Только после этого он выпрямился, потирая поясницу, шаркая подошвами, подошел к старому просиженному креслу и бессильно опустился в него. Снова заныла рука. Кололо сердце. Вяло пульсировали вены на кистях…

«Зачем ему надо было делать это тайком?» – думал он и все еще никак не мог сосредоточиться на случившемся. То, что сын зарегистрировал как свою их давнишнюю идею о композиционном материале, идею, которую он сам считал своей лебединой песней, – было для него горько и неожиданно. Эта идея зрела в нем давно, с международной конференции в Кливленде, где ученые разных стран, дымя в кулуарах вонючими сигарами и жестикулируя, когда не хватало знания языков, пытливо искали материал, удовлетворивший бы двум противоречивым требованиям: прочности и эластичности. Обсуждая как-то потом, после возвращения, с сыном эту идею, он высказал мысль о внедрении тонковолокнистой пластмассы в металл, но из-за нехватки времени не мог даже выкроить время для математической обработки. В тот год решался вопрос об их проблемной лаборатории. Нужно было хлопотать в ведомствах, рыться в каталогах оборудования, искать кадры… Мысль о тонких, сверхпрочных усах, заформованных в кристаллическую массу металла, не покидала его, и даже на ученых советах он, задумавшись, рисовал эти чудные микроволокна, словно корешки – почву, скреплявшие от разрушений любимую сталь… И вот перед ним лаконичный листок ведомства Гознака и имя родного человека, единственного, которого и сам он был бы счастлив видеть рядом…

Он вдруг вспомнил, как голодной весной сорок третьего года они втроем – жена, он и мама – придумывали имя жалкому сморщенному комочку, пищавшему в застиранных пеленках из его довоенных рубах. Он тогда не хотел ребенка, страшился лишений и забот, но мать уговорила жену сохранить плод. Молоко меняли на скудный пайковый хлеб на рынке, комнату в бараке обогревали железной печкой, что сварили в цехе ремонтники – сопливые подростки из ремесленного, а сын беспечно улыбался и даже еще без имени агукал уже на второй месяц, когда он приходил выжатый, как половая тряпка, оглохший и вонючий от пота домой. «Всеволод», – решили они, когда прогремела на весь мир весть о Сталинграде, и первый орден вручили ему за боевую броню «тридцатьчетверок», и глупые, стыдные мысли о фронте сменились уверенностью, что именно здесь, в цехе, его боевой пост, его передовая, его раны…

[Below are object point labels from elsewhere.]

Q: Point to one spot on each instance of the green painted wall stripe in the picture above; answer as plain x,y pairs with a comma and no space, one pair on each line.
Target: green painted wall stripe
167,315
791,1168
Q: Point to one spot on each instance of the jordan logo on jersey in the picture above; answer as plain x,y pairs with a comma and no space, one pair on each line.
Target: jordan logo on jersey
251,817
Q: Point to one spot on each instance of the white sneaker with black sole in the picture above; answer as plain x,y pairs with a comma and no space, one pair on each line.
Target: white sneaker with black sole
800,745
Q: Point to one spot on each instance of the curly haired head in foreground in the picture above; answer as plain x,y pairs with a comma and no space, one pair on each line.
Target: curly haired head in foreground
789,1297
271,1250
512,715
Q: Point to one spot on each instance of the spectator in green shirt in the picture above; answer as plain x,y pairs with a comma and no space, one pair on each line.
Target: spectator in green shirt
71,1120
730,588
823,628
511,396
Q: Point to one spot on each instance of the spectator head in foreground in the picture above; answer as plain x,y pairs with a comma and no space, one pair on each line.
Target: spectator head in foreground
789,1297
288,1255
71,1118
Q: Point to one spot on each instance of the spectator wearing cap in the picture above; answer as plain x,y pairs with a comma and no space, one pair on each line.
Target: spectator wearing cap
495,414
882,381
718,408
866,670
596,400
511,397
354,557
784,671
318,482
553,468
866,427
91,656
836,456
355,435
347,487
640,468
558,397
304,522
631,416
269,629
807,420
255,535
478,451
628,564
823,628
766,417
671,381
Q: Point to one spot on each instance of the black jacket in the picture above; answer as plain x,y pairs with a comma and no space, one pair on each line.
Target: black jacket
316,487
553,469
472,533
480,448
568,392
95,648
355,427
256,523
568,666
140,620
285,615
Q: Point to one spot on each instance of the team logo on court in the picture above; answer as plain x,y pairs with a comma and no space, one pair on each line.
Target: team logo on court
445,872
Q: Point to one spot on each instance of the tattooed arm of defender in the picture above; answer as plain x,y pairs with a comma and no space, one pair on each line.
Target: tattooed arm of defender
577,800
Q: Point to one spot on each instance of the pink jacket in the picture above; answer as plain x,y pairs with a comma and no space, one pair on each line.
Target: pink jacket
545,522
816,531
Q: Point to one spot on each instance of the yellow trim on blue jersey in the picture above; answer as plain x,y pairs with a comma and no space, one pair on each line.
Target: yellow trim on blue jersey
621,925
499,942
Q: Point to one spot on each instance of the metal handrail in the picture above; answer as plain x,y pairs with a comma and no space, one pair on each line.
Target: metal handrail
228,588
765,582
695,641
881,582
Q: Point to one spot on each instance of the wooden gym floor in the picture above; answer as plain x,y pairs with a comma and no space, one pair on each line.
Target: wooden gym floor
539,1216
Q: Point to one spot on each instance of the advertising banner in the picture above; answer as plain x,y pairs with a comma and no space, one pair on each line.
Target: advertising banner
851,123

«Всеволод», – прошептал вслух профессор и почувствовал, как на ресницу предательски навернулась слеза. Он моргнул, и бисеринка скользнула на щеку, и тут он вспомнил, что до сих пор не брился. За ночь щетина выросла немного, но, проведя ладонью, он ощущал, как старчески намокли его впалые скулы и дрожала челюсть, западая уголками рта. Что-то шумело снаружи за стенкой – то ли утренний ветер в сосновых кронах, то ли низко летящий на посадку реактивный лайнер… Он заставил себя подняться, включить электробритву, потом долго растирал розовеющую кожу, удивляясь в зеркало, как буйно растет из ушей поросль. В точности как у деда.

Потом он оделся, стараясь не думать о сыне, а лишь о предстоящей конференции, о встрече со Свенцицким, о том, как в юные годы, еще до войны, они ходили вместе ловить щеглов в дубовые рощи и как замечательно пахли нагретые солнцем поляны Подмосковья и падали на землю тяжелые желуди, которые, говорят, родит дуб лишь через сорок лет после посадки… А щеглы были осторожными, пугливыми, и надо было часами лежать в колючем татарнике, которым они лакомились, чтобы какой-нибудь расхрабрившийся самец не торкнул бы в лукавую чашку с рассыпанной коноплей и не забился бы, стреноженный силками, разрывая сердце от отчаянности и смертельного страха.